| In the past 15 years, the health-care economy has pumped out
4.5 million new jobs, including related fields such as drug
development and health insurance. A dozen of the 30
fastest-growing occupations are related to health care. Even
last month, as the unemployment rate took its biggest jump in
22 years, health care added thousands of jobs.
No other industry matches this rapid growth spurt.
Globalization has closed factories. New technologies have
shrunk retail and agriculture operations. Few jobs have been
created in the finance and insurance industry recently, except
in health and real estate. And then the housing bubble burst.
The health-care economy is only bound to grow larger. The
aging baby boomer population is about to spur a new wave of
health-care needs. Advances in technology are improving the
survival rate of terminally ill and injured patients, who need
extended therapy and care.
The health-care economy now employs about 16.5 million
Americans. In the past three decades, the total national
spending on health care has more than doubled to 16 percent of
the gross domestic product. The Congressional Budget Office
forecasts that by 2082, rising health-care costs will push
that spending to nearly 50 percent.
Today, the Senate Finance Committee will host a daylong
summit on health care, meant to help prepare legislators to
wrestle with how they might approach reforming it.
More jobs in older cities
Clearly, health care comes at a steep cost to the public
and individuals.
At the same time, it has brought economic benefits, such as
creating a second life for older manufacturing cities.

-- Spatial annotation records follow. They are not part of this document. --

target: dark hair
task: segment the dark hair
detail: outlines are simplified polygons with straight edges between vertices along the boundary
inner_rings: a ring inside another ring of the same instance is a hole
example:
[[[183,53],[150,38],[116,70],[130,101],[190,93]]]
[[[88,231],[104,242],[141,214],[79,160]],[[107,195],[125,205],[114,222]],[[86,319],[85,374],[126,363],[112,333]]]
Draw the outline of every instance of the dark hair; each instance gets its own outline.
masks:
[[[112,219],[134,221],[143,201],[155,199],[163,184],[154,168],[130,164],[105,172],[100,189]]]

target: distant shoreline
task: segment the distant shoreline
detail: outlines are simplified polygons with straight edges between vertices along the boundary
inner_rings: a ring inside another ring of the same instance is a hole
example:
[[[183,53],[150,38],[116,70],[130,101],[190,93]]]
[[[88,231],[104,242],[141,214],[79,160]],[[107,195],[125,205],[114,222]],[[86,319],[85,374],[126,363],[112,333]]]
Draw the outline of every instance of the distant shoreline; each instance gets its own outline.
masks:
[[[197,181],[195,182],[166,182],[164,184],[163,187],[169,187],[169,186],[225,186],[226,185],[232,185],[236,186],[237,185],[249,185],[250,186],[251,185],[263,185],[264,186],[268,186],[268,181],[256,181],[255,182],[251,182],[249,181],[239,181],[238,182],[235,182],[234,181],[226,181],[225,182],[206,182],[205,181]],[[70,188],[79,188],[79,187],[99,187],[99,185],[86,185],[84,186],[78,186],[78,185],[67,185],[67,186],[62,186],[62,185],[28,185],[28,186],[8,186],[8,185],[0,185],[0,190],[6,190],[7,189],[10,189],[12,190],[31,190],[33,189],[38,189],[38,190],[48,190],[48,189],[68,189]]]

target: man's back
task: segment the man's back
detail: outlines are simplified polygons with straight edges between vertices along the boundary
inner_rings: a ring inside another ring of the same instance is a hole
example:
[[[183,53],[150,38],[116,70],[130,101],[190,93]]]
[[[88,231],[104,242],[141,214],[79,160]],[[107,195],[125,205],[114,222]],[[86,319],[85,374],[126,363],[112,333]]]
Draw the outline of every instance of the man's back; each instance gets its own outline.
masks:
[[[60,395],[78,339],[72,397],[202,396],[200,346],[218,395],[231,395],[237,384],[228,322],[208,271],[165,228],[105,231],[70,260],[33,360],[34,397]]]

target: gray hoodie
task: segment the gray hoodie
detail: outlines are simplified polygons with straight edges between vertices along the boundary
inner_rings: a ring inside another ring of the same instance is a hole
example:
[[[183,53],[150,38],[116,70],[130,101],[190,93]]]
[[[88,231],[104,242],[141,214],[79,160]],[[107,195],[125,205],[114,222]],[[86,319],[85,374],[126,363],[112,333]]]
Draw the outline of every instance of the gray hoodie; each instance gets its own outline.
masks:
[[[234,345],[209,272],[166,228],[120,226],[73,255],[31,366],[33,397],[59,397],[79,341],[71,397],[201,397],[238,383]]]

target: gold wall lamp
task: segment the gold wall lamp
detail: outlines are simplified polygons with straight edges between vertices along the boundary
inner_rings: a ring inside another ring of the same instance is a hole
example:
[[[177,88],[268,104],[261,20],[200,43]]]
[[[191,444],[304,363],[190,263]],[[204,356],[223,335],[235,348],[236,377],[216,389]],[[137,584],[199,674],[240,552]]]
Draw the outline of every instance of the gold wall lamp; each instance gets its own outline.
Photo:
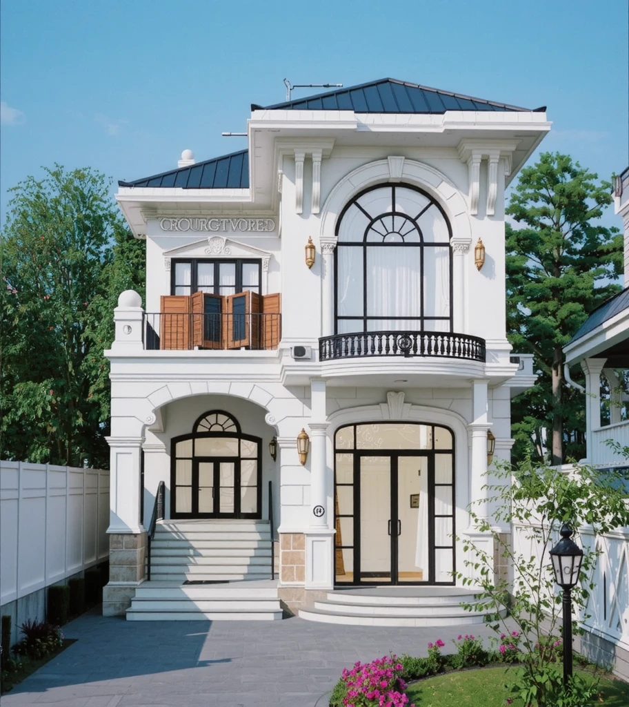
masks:
[[[491,434],[491,430],[487,430],[487,466],[493,460],[493,452],[496,450],[496,438]]]
[[[270,442],[269,442],[269,454],[271,455],[271,459],[275,462],[277,458],[277,438],[274,437]]]
[[[310,447],[310,438],[306,433],[306,430],[301,428],[301,431],[297,435],[297,453],[299,455],[299,461],[301,464],[306,464],[308,459],[308,449]]]
[[[477,270],[480,270],[485,264],[485,246],[483,245],[483,242],[480,238],[479,238],[479,242],[474,249],[474,262],[476,264]]]
[[[315,250],[314,243],[312,242],[312,238],[308,236],[308,243],[306,244],[306,264],[308,269],[314,265],[316,254],[316,251]]]

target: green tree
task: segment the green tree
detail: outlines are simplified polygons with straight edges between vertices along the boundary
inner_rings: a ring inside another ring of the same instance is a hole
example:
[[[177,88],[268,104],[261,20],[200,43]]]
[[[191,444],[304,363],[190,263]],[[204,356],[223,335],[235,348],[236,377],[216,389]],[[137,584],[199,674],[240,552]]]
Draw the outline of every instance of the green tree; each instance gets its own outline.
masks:
[[[45,170],[13,189],[1,241],[3,458],[108,464],[109,362],[118,293],[143,291],[143,244],[110,183]]]
[[[507,331],[515,350],[534,354],[537,384],[514,400],[514,456],[542,431],[552,464],[567,448],[578,458],[585,431],[580,393],[563,375],[562,347],[596,307],[618,291],[622,236],[599,223],[611,185],[566,155],[544,153],[522,170],[506,212]]]

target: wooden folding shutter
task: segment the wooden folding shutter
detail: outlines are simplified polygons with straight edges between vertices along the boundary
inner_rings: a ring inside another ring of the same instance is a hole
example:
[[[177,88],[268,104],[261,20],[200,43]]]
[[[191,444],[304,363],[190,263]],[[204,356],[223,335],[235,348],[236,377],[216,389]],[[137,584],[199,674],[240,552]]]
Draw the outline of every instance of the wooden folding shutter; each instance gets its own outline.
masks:
[[[282,337],[282,296],[262,296],[260,349],[277,349]]]
[[[190,297],[160,298],[160,348],[182,351],[190,348]]]

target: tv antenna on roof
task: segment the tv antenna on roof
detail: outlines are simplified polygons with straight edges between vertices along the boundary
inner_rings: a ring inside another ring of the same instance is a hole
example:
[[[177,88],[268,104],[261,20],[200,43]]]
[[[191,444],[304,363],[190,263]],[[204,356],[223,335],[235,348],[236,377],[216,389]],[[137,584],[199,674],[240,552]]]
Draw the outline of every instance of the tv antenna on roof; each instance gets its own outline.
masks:
[[[286,86],[286,100],[290,100],[290,92],[293,88],[340,88],[342,83],[291,83],[287,79],[284,79],[284,85]]]

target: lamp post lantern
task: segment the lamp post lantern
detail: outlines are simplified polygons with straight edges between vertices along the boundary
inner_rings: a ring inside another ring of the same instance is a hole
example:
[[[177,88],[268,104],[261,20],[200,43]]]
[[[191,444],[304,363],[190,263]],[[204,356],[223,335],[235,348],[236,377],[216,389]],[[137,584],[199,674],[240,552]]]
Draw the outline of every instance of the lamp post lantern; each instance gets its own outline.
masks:
[[[563,684],[567,687],[573,674],[573,609],[570,592],[579,581],[583,551],[571,539],[573,529],[564,523],[561,539],[551,550],[555,581],[563,590]]]

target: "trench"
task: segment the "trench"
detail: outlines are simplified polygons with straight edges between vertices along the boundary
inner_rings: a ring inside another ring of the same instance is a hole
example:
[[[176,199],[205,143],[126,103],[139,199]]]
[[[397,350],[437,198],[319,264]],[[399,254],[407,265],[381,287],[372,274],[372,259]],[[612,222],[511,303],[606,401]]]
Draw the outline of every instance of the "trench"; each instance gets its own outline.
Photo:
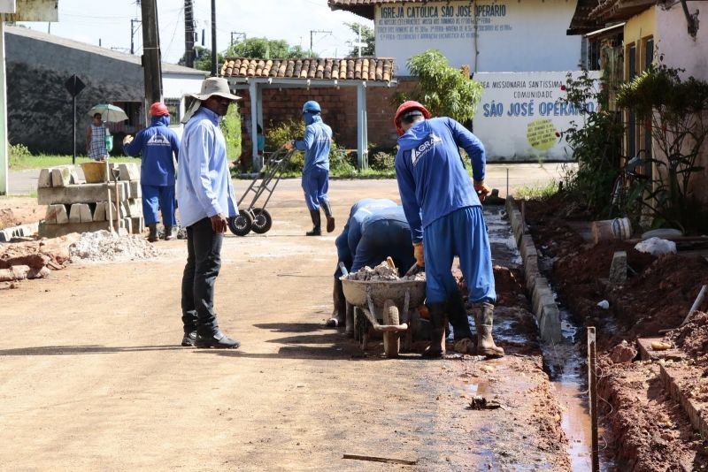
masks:
[[[521,256],[516,246],[508,220],[504,219],[502,207],[487,207],[484,217],[489,235],[493,263],[510,268],[521,268]],[[552,384],[558,403],[562,407],[561,427],[568,439],[566,452],[573,472],[592,470],[591,431],[585,377],[585,359],[579,348],[582,338],[581,327],[571,314],[558,307],[561,313],[562,339],[558,343],[541,343],[543,365]],[[500,340],[519,343],[525,339],[515,332],[510,322],[498,324],[495,336]],[[483,388],[482,385],[480,385]],[[600,445],[602,447],[602,445]],[[609,469],[605,467],[601,469]]]

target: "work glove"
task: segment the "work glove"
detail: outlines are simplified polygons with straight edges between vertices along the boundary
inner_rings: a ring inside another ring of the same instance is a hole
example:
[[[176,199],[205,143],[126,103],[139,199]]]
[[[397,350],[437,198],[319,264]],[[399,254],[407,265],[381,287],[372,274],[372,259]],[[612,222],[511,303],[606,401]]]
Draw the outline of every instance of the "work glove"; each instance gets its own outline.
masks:
[[[423,242],[414,242],[413,243],[413,257],[415,257],[415,262],[420,267],[426,266],[426,260],[423,257]]]
[[[474,191],[477,192],[477,196],[480,197],[480,202],[487,200],[487,195],[489,194],[489,187],[484,185],[484,180],[474,180]]]

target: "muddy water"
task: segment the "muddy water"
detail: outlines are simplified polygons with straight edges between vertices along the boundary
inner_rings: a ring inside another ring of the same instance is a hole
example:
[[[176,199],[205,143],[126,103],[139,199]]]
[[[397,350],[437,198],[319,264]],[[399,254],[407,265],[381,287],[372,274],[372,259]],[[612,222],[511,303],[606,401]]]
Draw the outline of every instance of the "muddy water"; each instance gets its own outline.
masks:
[[[519,267],[521,256],[514,241],[507,220],[503,218],[502,208],[489,207],[484,217],[489,234],[494,263],[507,267]],[[499,338],[505,342],[521,342],[523,336],[514,334],[512,329],[499,324]],[[592,469],[590,458],[590,417],[588,408],[587,381],[585,379],[584,359],[579,354],[577,343],[580,328],[574,325],[570,316],[561,310],[563,340],[558,344],[542,344],[543,362],[549,377],[563,407],[561,425],[568,438],[568,455],[573,472]],[[496,330],[495,330],[496,331]],[[483,391],[487,385],[474,384],[469,388]],[[480,393],[478,393],[480,394]]]

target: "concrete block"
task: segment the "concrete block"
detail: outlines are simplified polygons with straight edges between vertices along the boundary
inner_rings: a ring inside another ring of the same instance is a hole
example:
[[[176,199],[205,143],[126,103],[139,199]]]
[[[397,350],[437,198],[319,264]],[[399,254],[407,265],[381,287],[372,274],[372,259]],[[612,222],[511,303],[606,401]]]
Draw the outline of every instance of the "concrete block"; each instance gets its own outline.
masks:
[[[39,171],[37,188],[49,188],[51,187],[51,170],[42,169]]]
[[[44,216],[45,223],[49,225],[63,225],[69,222],[66,207],[61,204],[49,205]]]
[[[140,180],[140,167],[136,164],[127,163],[118,164],[121,180]]]
[[[140,180],[131,180],[128,185],[128,198],[142,198],[142,187]]]
[[[38,188],[37,203],[40,205],[53,205],[65,203],[96,203],[105,202],[108,199],[108,188],[111,188],[111,200],[115,200],[115,187],[111,184],[82,184],[69,185],[63,187]],[[119,200],[127,198],[127,182],[119,182]]]
[[[134,217],[130,219],[133,221],[133,234],[142,234],[145,231],[145,219],[142,217]]]
[[[627,251],[616,251],[610,266],[610,284],[622,285],[627,282]]]

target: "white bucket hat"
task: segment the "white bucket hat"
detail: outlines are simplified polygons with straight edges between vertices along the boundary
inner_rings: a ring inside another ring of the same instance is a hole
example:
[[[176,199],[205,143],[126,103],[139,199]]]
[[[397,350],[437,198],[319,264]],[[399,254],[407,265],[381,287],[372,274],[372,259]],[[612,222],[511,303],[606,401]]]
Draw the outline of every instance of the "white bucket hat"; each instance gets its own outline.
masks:
[[[197,100],[206,100],[212,95],[223,96],[233,102],[241,100],[241,97],[235,95],[228,88],[228,82],[223,77],[209,77],[202,82],[202,91],[199,94],[187,94]]]

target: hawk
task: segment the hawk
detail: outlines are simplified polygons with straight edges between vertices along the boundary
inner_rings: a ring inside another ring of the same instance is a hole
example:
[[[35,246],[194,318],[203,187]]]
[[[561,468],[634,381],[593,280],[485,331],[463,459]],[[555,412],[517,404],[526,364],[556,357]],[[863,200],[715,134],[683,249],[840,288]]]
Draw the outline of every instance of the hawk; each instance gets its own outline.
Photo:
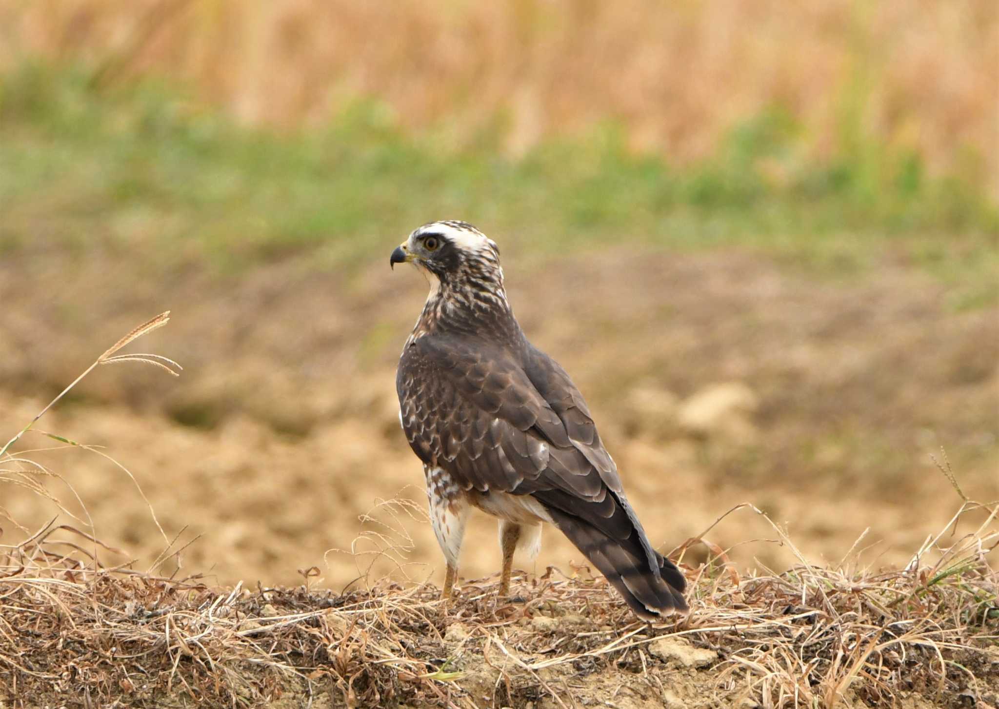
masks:
[[[433,222],[389,263],[415,264],[431,282],[396,389],[448,562],[443,597],[478,508],[500,518],[500,596],[509,593],[514,549],[533,558],[547,522],[640,618],[685,611],[683,574],[649,543],[582,395],[513,317],[496,243],[466,222]]]

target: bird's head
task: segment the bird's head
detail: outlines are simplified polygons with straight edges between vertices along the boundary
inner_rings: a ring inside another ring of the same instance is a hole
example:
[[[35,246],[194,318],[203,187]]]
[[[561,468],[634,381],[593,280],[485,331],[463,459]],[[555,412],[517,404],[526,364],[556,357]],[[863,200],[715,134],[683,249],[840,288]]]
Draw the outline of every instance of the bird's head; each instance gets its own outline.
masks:
[[[389,258],[412,263],[448,289],[502,290],[502,269],[496,242],[467,222],[425,224],[396,247]]]

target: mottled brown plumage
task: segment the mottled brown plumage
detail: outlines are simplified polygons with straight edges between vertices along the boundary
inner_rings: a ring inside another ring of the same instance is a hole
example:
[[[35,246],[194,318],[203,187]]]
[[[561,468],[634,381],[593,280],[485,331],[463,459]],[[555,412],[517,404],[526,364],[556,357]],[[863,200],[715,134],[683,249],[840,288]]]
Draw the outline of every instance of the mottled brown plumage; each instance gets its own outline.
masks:
[[[465,519],[479,508],[500,519],[502,593],[513,547],[536,553],[548,522],[638,616],[685,610],[683,575],[645,536],[582,395],[513,317],[496,244],[465,222],[435,222],[393,252],[399,262],[432,281],[396,386],[448,559],[445,595]]]

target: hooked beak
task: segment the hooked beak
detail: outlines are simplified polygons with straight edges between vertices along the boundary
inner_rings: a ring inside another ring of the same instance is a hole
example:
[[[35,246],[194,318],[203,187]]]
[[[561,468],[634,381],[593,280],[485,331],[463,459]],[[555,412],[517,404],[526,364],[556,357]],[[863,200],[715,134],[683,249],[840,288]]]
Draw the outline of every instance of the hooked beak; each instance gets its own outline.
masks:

Manufacturing, as a percentage of the GDP, has been cut in
half in the past 30 years.
The auto industry has been steadily shrinking in greater
Detroit, for example, shedding tens of thousands of car
manufacturing jobs in the past decade. Ford plans to cut
white-collar salary costs 15 percent by August, laying off an
unspecified number of people.
Meanwhile, the Henry Ford Health System plans to open a
$350 million community hospital next year that will employ
1,600 new hires.
Health care dominates in cities such as Pittsburgh and
Memphis, said Gerard Anderson, a Johns Hopkins professor who
specializes in health-care economics.
"Health care is either the largest or second-largest
producer of jobs and good works for that community," he
said. "Often, the nicest building in the city is the
hospital."
By 2016, the Bureau of Labor Statistics predicts
health-care employment to double the projected growth of all
other industries combined.
"It's one of those industries that doesn't seem to be
affected by economic downturn," said Terry Schau, an
economist at the bureau. "People get sick, and they're
going to need health care."
Yet this rampant growth comes with a hefty price tag. Last
year the United States spent about $7,600 per person on health
care, the National Coalition on Health Care said.